Here is a more detailed description of the elements of the course:
There are 5 different kind of assignments that happen during the semester.
1) Learning Style Paper: After the first day of class you'll write a one-page paper about your Learning Style, at the same time looking at this syllabus (which is what I sometimes call this web page) for reference. Toward the end of the semester, you'll build on the paper you wrote at the beginning of the semester, to see what ground you've taken in using your own learning style to your advantage.
2) Media Assignments: I give you a popular science article and you write a 2-page papers about (a) why the work is important, (b) what its main conclusions are (c) how it makes an advance based on previous research (d) what you would do differently if you were doing the work (i.e. criticize their methods and/or their writing). You will need to find the scientific article to which is refers and also read that. You may consult any other articles you want, and any reference books, but no people. The second media assignment should be on an EXTREMELY recently published paper on gravitational waves, thereby assessing whether they have expanded their knowledge to the edge of human understanding in the field.

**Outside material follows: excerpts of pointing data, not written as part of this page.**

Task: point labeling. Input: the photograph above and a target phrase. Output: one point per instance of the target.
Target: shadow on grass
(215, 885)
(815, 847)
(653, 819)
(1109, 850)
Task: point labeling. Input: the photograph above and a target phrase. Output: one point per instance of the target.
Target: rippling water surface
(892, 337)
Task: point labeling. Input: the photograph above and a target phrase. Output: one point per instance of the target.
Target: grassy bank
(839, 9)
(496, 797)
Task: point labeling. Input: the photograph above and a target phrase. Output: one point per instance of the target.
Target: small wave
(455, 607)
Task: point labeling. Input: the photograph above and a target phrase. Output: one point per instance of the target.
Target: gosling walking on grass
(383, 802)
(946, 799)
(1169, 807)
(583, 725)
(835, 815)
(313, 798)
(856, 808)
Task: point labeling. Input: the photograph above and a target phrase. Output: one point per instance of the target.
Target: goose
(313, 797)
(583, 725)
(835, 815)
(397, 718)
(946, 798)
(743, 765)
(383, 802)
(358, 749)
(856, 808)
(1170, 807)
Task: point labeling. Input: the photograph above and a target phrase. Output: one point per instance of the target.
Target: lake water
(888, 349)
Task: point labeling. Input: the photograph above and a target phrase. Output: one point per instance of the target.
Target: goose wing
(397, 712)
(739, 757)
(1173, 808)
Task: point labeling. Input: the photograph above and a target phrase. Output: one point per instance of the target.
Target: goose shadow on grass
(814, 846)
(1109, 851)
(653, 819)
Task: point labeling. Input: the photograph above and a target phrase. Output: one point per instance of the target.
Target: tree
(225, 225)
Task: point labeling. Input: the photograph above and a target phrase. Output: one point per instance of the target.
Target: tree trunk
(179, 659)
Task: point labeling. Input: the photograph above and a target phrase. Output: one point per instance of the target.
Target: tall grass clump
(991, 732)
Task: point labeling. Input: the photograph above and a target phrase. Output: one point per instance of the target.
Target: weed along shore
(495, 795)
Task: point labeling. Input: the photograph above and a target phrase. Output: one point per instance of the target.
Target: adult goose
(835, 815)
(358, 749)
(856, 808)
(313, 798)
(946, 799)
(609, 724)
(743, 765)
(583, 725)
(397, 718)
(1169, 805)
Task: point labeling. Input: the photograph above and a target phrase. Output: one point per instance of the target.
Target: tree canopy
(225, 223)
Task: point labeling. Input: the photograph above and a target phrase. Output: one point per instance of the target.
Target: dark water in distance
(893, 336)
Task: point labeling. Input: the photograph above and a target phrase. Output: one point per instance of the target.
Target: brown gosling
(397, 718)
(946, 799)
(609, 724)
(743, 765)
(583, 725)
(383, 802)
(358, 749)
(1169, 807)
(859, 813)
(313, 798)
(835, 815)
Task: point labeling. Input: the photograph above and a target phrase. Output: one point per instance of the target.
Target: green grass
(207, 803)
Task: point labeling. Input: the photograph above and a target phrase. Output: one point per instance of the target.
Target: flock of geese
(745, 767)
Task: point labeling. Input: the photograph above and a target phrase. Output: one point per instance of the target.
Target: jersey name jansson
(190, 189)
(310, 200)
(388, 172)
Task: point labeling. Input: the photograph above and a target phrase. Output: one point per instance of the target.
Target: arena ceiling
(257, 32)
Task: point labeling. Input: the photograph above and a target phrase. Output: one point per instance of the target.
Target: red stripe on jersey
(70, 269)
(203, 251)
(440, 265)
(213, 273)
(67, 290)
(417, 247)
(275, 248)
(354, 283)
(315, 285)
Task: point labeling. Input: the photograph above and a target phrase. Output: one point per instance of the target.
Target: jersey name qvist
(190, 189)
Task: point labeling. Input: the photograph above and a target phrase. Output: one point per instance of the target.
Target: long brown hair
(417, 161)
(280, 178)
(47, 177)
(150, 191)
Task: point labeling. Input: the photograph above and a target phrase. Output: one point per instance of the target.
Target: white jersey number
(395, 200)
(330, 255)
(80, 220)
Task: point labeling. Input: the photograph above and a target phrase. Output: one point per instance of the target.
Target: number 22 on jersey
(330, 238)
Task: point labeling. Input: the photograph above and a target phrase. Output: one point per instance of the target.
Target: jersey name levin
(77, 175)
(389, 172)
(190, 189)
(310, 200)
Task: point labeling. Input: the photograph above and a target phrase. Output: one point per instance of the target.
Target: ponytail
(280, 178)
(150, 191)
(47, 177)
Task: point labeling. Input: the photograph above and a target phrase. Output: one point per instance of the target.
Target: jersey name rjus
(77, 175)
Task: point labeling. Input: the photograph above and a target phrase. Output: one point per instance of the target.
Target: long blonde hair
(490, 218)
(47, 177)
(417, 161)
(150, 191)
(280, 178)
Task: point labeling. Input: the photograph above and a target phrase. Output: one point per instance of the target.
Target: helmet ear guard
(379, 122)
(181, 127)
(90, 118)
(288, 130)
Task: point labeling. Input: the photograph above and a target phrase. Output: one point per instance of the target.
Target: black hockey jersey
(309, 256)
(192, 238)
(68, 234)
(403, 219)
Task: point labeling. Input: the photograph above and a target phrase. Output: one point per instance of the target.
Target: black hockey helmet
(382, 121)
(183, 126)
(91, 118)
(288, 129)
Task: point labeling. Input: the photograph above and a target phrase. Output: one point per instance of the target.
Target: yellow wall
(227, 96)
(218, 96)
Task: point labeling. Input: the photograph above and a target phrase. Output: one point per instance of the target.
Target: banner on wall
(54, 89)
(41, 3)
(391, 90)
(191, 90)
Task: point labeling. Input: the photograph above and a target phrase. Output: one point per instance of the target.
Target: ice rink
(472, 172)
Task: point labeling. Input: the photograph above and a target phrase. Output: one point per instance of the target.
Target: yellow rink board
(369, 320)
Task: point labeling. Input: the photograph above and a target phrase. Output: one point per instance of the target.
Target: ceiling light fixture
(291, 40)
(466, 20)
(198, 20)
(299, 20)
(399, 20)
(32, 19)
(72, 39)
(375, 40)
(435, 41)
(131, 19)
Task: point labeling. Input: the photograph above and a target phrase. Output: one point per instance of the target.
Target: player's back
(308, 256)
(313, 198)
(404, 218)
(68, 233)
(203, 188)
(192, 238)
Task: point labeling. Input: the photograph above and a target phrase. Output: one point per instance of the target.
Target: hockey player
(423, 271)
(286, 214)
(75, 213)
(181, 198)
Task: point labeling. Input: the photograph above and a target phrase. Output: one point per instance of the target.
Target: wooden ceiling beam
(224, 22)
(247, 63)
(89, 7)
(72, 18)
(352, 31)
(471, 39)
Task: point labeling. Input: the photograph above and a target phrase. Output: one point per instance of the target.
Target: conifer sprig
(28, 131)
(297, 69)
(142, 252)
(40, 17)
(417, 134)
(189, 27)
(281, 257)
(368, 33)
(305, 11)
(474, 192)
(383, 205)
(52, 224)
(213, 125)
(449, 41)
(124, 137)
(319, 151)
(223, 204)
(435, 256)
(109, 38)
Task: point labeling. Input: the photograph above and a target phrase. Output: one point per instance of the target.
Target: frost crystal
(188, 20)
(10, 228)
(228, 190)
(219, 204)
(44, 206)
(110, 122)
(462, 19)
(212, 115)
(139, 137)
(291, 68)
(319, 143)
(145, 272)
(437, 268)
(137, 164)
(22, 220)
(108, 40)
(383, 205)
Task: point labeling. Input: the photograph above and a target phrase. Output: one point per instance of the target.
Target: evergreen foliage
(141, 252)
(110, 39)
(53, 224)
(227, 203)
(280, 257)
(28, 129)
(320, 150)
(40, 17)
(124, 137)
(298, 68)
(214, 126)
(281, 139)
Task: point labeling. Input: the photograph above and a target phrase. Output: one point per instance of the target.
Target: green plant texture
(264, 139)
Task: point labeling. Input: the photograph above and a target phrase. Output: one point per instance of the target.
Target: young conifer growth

3) Homework: There are 2 "regular" homework problems where you do stuff with pencil and paper and solve equations and stuff like that.
4) Programming (Coding): There will be 3 assignments where you write a computer program. I recognize that people are coming in with lots of different levels of experience in this area, and you'll have plenty of help. I don't assume any prior experience with coding.
5) Project Presentation: You'll choose the topic for your presentation and become an expert in that area.
Here is how I put everything together into a grade which is meant to measure your achievement of the course goals.
Feedback Mechanisms and how they contribute to final grade
Exhiliration Check-in 0%
Homework Assignments (2) 20%
Programming (Coding) Assignments (3) 30%
Media Assignments (2) 20%
Paper on your learning style (the two parts together) 10%
Project (10% presentation, 5% on class involvement, 5% on preparation) 20%
Accommodations
Haverford College is committed to supporting the learning process for all students. Please contact me as soon as possible if you are having difficulties in the course. There are also many resources on campus available to you as a student, including the Office of Academic Resources (https://www.haverford.edu/oar/) and the Office of Access and Disabilities Services (https://www.haverford.edu/ads/). If you think you may need accommodations because of a disability, please contact Sherrie Borowsky, Coordinator of Accommodations, Office of Access and Disability Services at hc-ads [at] haverford.edu. If you have already been approved to receive academic accommodations and would like to request accommodations in this course because of a disability, please meet with me privately at the beginning of the semester (within the first two weeks if possible) with your verification letter.